Sécurité Sociale et fonctionne lui aussi avec un prix de journée. Mais ce mode de financement induit un certain nombre de difficultés, dont un déficit budgétaire (la non-réalisation d’un acte entraînant un non-paiement), difficultés qui sont soulevées régulièrement dans les rapports moraux du CESAP entre 1970 et 1985.

Cette variété des modalités de financements est considérée comme problématique par le CESAP dans la mesure où elle ne correspond pas au travail effectué par les équipes, en consultation, à domicile ou lors de l’accueil en Journées éducatives. La prise en charge mise en place par l’équipe pluridisciplinaire des consultations et des services de suite est conçue comme une prise en charge globale de l’enfant et de sa famille. Cette prise en charge globale suppose un travail de coordination et une continuité sur plusieurs années, qui ne sont pas prises en compte dans le financement par forfaits, mais supposeraient un financement lui aussi global.

« Année difficile parce qu’a été profondément ressentie l’inadéquation de la notion de forfait à la réalité financière des actions de soins et d’éducation tant dans les Consultations que dans les AED.

Il est apparu nécessaire d’innover dans ce domaine pour tenir compte de tout le travail considérable qui est effectué, autour de l’enfant et de sa famille, en dehors de la Consultation elle-même.

Ce travail est long, intense par périodes, s’étirant sur plusieurs années et demandant de la part des techniciens une attention soutenue, une connaissance des familles, une grande capacité d’écoute » (Rapport Moral du CESAP, 1979,

Archives CESAP).

« Le troisième et dernier "point gris" de l’année 1981 est un vieux problème non réglé qui concerne les Services Médico-Socio-Éducatifs [SMSE].

Mais de quoi s’agit-il ? D’un ensemble humainement et socialement cohérent et unitaire d’actions de dépistage et de soins menées en faveur d’enfants de tous âges frappés ou menacés par des handicaps lourds, et de leur suivi social et éducatif, soit en consultation hospitalière ou de dispensaire, soit en milieu familial, soit encore dans des journées de regroupement qui procurent à l’enfant le contact salutaire et temporaire avec un milieu de vie inhabituel.

Il faut savoir que ces formes d’action répondent pleinement aux vœux des familles qui souhaitent garder leur enfant auprès d’elles et bénéficier ainsi de brèves périodes de récupération physique et morale.

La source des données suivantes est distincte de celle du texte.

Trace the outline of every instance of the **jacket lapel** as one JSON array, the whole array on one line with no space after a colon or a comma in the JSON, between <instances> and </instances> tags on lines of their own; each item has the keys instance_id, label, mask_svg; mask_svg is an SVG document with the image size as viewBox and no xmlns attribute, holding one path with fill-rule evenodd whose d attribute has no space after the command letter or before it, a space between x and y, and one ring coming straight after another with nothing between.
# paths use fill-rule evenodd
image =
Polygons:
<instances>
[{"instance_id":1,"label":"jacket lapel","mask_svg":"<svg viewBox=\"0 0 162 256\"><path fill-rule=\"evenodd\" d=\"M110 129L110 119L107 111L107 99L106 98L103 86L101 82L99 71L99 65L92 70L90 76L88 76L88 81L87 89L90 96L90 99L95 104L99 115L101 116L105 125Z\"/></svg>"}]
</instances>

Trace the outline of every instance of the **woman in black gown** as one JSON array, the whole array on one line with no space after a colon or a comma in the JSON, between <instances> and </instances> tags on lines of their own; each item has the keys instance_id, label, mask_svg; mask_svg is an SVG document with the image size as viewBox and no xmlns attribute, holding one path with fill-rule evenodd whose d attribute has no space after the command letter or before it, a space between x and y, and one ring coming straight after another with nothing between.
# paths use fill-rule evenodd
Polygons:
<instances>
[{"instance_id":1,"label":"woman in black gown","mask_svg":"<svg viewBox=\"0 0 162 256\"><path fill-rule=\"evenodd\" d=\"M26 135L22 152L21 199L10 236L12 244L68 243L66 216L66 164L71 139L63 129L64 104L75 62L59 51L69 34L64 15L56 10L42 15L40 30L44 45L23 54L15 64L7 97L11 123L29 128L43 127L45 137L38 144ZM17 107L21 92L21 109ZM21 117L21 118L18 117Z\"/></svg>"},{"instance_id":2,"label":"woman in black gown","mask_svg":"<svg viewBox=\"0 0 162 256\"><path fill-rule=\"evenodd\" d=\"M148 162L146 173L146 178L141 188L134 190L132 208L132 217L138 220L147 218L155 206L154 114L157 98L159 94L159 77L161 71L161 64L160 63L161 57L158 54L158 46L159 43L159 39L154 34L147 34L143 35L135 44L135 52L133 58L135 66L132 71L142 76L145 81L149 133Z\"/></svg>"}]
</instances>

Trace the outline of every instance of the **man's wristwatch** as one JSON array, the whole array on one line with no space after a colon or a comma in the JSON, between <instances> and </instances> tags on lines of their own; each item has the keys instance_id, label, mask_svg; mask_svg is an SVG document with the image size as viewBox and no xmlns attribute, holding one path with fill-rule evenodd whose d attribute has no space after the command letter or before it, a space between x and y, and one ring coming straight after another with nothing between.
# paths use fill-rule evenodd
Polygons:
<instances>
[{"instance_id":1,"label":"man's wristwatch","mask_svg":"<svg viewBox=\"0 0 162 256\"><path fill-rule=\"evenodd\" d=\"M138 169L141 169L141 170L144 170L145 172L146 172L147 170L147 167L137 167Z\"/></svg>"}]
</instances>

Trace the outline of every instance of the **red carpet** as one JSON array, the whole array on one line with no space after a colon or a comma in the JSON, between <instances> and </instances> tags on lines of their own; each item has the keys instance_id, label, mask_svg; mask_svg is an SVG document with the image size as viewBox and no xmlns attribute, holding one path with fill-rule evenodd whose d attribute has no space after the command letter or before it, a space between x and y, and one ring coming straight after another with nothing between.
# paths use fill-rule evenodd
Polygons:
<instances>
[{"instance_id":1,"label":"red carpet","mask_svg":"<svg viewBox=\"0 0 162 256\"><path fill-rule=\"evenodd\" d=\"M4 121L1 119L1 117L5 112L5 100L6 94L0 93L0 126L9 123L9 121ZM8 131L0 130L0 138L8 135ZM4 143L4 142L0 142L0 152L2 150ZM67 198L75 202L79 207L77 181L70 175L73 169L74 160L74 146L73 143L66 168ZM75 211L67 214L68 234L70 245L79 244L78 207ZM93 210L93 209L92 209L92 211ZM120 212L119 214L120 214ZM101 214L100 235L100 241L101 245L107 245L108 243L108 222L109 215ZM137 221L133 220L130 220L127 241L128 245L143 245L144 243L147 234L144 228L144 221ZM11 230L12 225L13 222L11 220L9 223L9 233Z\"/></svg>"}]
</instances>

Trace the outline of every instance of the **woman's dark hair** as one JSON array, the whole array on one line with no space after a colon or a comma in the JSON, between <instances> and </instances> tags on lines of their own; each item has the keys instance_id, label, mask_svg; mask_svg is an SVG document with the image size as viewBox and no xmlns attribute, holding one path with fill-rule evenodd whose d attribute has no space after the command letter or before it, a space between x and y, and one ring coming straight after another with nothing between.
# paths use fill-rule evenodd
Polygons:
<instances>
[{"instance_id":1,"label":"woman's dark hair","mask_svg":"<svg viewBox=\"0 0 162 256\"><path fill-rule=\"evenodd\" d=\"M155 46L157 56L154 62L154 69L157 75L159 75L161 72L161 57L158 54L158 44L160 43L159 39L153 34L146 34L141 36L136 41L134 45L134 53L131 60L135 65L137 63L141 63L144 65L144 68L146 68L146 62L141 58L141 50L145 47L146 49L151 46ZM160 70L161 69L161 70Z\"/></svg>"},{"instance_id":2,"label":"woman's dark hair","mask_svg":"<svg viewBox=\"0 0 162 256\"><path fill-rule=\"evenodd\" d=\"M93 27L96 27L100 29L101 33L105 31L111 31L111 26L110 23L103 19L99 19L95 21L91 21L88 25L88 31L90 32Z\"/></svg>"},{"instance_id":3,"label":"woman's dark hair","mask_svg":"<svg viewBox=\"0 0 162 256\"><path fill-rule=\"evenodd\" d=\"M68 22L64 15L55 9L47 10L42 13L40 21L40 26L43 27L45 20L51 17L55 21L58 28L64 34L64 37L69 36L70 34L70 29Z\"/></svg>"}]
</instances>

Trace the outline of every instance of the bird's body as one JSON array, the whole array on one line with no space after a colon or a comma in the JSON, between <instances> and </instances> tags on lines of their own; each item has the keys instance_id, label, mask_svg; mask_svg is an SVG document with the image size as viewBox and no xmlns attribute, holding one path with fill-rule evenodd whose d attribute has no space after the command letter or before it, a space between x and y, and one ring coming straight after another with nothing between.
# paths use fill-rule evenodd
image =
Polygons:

Ce genre de mission dont c’est l’honneur du CESAP d’avoir su l’organiser et le promouvoir, ne figure dans sa globalité à aucune rubrique de l’inventaire des diverses activités sociales finançables. Qu’on se persuade bien encore une fois qu’il n’existe pas une équipe de "consultation" et une autre d’action éducative à domicile ou de journées de regroupement, mais qu’il n’y a qu’une seule et même équipe pour assurer la prise en charge de chaque enfant, il est bien dit une seule et même équipe où chacun apporte son rôle spécifique et complémentaire. Il paraîtrait dès lors plus efficace, économiquement et humainement parlant, de substituer une forme de prise en charge globale au système actuel de forfait distinct pour les Consultations, l’Aide Éducative à Domicile et les Services de suite. Au niveau de l’ensemble des SMSE, une forme de « budget global », soutenu par un ensemble de justifications d’activités et de moyens, serait probablement de nature à donner la solution attendue » (Rapport Moral du

CESAP, 1981, Archives CESAP, souligné dans le texte)61.

C’est à travers une réorganisation territoriale des services qu’une solution sera trouvée à leur financement.